Why our budget crisis gives Greece a run for its money
Stormont faces major financial problems which can be compared to those in the Greek crisis. The scale and seriousness of the deficit in the Stormont budget is not fully appreciated. Stormont departments are today living well beyond their reasonable expectations.
First, the real level of spending, as allocated by Westminster, has fallen in each of the last three years. In parallel with UK deficit correcting policies, Stormont was told to reduce departmental spending by about £250m, some 2% each year, in efficiency savings or other adjustments: a cumulative fall of over £1bn. That reduction should have been anticipated, but was not acted upon. The real terms reduction was part of the budget which, initially, had no connection with the later arrival of welfare reform.
Second, the Stormont Executive in recent years has been generous in the allocation of the flexibility of the devolved budget. Domestic rates are well below comparable English levels, water charges are deferred, lower university fees agreed, prescription charges avoided and rates for manufacturers are heavily subsidised. All these combine to take more than £1bn from the Stormont budget.
Third, in 2014-15 and 2015-16, the imbalance from budgetary over-commitments was partly (and temporarily) offset by a one-off loan of £100m from the Treasury, now due to be repaid.
Fourth, as welfare benefit reforms were introduced in GB, Northern Ireland did not make the changes which would have kept the welfare bill in line with GB parity. The Treasury has now imposed a deduction from the Stormont budget to cover the extra costs incurred. Last year £91m was deducted from the Block Grant and this year it has risen to £114m.
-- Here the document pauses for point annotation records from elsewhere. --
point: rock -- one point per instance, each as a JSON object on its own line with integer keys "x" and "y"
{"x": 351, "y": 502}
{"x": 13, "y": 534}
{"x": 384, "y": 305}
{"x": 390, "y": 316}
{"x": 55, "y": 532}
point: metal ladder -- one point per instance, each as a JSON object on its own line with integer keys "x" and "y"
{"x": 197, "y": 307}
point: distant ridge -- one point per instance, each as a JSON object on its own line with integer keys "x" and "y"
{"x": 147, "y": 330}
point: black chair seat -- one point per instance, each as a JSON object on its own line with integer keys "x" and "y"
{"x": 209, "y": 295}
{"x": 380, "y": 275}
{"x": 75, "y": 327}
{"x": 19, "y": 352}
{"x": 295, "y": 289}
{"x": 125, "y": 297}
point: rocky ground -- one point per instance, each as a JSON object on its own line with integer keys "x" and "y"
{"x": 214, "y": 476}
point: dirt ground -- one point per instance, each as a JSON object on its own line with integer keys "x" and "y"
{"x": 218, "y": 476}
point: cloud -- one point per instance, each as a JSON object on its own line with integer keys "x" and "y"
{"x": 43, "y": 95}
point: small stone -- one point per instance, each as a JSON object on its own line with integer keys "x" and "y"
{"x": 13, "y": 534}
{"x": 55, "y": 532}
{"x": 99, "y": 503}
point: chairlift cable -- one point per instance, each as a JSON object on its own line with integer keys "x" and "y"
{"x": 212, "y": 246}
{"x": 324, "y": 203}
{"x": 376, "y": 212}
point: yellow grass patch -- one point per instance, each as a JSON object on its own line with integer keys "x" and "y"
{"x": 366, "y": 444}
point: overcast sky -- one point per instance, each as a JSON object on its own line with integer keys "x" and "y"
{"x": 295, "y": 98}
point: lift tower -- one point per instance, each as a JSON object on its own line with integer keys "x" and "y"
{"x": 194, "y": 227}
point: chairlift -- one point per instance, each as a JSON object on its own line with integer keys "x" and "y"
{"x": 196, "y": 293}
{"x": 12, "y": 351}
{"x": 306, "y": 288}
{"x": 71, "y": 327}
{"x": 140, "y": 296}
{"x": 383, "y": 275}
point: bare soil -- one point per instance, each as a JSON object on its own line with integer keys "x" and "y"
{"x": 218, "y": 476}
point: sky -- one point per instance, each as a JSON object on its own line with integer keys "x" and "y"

Next year the deduction rises to £196m followed by £283m in 2017-18.
Fifth, the July 8 budget has made a big hit in approved welfare spending. Northern Ireland will make changes in tax credits, as part of UK taxation. However, in the absence of changes in the benefit cap, down to £20,000 maximum, and without removal of housing benefit for people aged 18-25, a big further budget penalty looms.
Sixth, Northern Ireland is facing a situation where the administration of social security will be out-dated by a changed administration system in GB. A separate, locally adapted administration will be needed and costly.
Faced with this scale of budget shortfalls, the Stormont Executive, in co-operation with the UK and Irish governments, developed the budget rescue package which might have brought an extra £2bn to the budget over the next five years in the Stormont House Agreement, signed at Christmas 2014.
The Stormont House Agreement (SHA) has been stalled. There is disagreement on the implementation of welfare reform. Sinn Fein argues that nobody should be worse off because of welfare reform, whether they are current claimants or future claimants. The Unionist parties agree with the Secretary of State that the SHA did not intend, and indeed could not afford, to protect (on the previous rules) all future claimants against loss. The implementation of the SHA is necessary to begin to rebalance the devolved budget.
The Assembly has voted to approve an amended budget, purporting to include all the benefits of the SHA. However, this means that the management of Government funds is in breach of the financial controls expected by the London Treasury. Already, the reallocation procedure due in the June monitoring round has defaulted and cannot be implemented by the Executive.
The fuse to a budget crisis is burning. How long will the Treasury continue to transfer funds to Stormont? When the Treasury acts, what will it do? When the Treasury moves to manage the flow of funds, with reduced spending limits, could the Executive continue to serve any useful purpose by remaining in office?
Devolution means living with devolved responsibilities: it cannot mean deciding to derogate on those responsibilities.